Portal | Level: L1: Foundations | Topics: MySQL / MariaDB Operations | Domain: DevOps & Tooling
MySQL / MariaDB Operations — Primer¶
Why This Matters¶
MySQL and MariaDB are running in nearly every production environment. As an operator, you are responsible for replication health, query performance, backups that actually restore, and keeping the server alive under load. The database is usually the hardest component to scale horizontally and the most painful to recover if something goes wrong. Understanding InnoDB internals, replication mechanics, and the right tools for schema changes and backups is the difference between a 5-minute fix and a 4-hour outage.
Core Concepts¶
1. InnoDB Internals¶
InnoDB is the default storage engine. Almost everything performance-related traces back to its internal structures.
Name origin: MySQL was created by Michael "Monty" Widenius and David Axmark in 1995. "My" is Monty's daughter's name. After Oracle acquired MySQL via Sun Microsystems in 2010, Monty forked it as MariaDB -- named after his younger daughter, Maria. InnoDB was originally developed by Innobase Oy, a Finnish company, and stood for "Inno DataBase."

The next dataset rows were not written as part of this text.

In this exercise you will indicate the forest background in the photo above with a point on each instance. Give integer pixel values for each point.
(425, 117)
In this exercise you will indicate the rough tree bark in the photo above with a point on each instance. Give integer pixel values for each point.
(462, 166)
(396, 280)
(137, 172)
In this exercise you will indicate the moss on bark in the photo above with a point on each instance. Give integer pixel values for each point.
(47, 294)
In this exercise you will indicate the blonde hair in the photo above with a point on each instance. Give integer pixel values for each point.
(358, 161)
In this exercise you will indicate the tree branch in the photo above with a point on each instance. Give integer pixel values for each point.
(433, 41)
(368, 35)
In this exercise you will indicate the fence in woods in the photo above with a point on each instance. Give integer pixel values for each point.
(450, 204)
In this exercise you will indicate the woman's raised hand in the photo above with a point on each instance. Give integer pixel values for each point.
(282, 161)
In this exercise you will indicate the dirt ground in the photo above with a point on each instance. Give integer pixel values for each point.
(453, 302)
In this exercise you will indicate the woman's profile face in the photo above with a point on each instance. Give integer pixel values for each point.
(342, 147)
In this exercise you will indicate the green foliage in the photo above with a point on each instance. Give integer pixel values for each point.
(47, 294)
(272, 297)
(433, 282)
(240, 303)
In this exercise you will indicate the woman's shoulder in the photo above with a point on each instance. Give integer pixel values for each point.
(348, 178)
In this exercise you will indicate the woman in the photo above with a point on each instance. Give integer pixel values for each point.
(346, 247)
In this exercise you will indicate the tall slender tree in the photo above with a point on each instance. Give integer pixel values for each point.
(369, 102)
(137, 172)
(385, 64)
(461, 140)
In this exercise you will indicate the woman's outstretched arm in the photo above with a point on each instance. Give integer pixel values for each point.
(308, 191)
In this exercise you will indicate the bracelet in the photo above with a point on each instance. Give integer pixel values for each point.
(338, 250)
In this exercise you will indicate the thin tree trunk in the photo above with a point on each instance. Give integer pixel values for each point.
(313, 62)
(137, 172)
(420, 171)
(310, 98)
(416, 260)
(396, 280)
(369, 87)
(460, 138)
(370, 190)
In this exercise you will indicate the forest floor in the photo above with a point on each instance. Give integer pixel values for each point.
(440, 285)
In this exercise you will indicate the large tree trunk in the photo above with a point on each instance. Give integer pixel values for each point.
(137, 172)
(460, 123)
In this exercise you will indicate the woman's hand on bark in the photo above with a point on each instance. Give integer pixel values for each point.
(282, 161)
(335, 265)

Buffer Pool The buffer pool is InnoDB's in-memory cache for data pages and index pages. This is the most important tuning knob.
# my.cnf
[mysqld]
innodb_buffer_pool_size = 12G # 70-80% of RAM for dedicated DB servers
innodb_buffer_pool_instances = 8 # reduce contention; 1 per GiB up to 8-16
innodb_buffer_pool_chunk_size = 128M # must divide evenly into pool size
-- Check hit ratio (should be > 99%)
SELECT (1 - (
SELECT variable_value FROM performance_schema.global_status WHERE variable_name = 'Innodb_buffer_pool_reads'
) / (
SELECT variable_value FROM performance_schema.global_status WHERE variable_name = 'Innodb_buffer_pool_read_requests'
)) * 100 AS buffer_pool_hit_rate;
-- Current buffer pool usage
SHOW ENGINE INNODB STATUS\G -- look for BUFFER POOL AND MEMORY section
Redo Log (Write-Ahead Log) InnoDB writes changes to the redo log before applying them to data pages. On crash, redo logs replay uncommitted transactions.
innodb_log_file_size = 1G # larger = less frequent checkpoints = better write throughput
innodb_log_files_in_group = 2 # total redo log = log_file_size * files_in_group
innodb_flush_log_at_trx_commit = 1 # 1 = ACID (flush on every commit); 2 = flush every second
# Default trap: setting this to 0 or 2 for "performance" means you can lose
# up to 1 second of committed transactions on crash. Only acceptable for
# replicas or non-critical data where you can replay from the primary.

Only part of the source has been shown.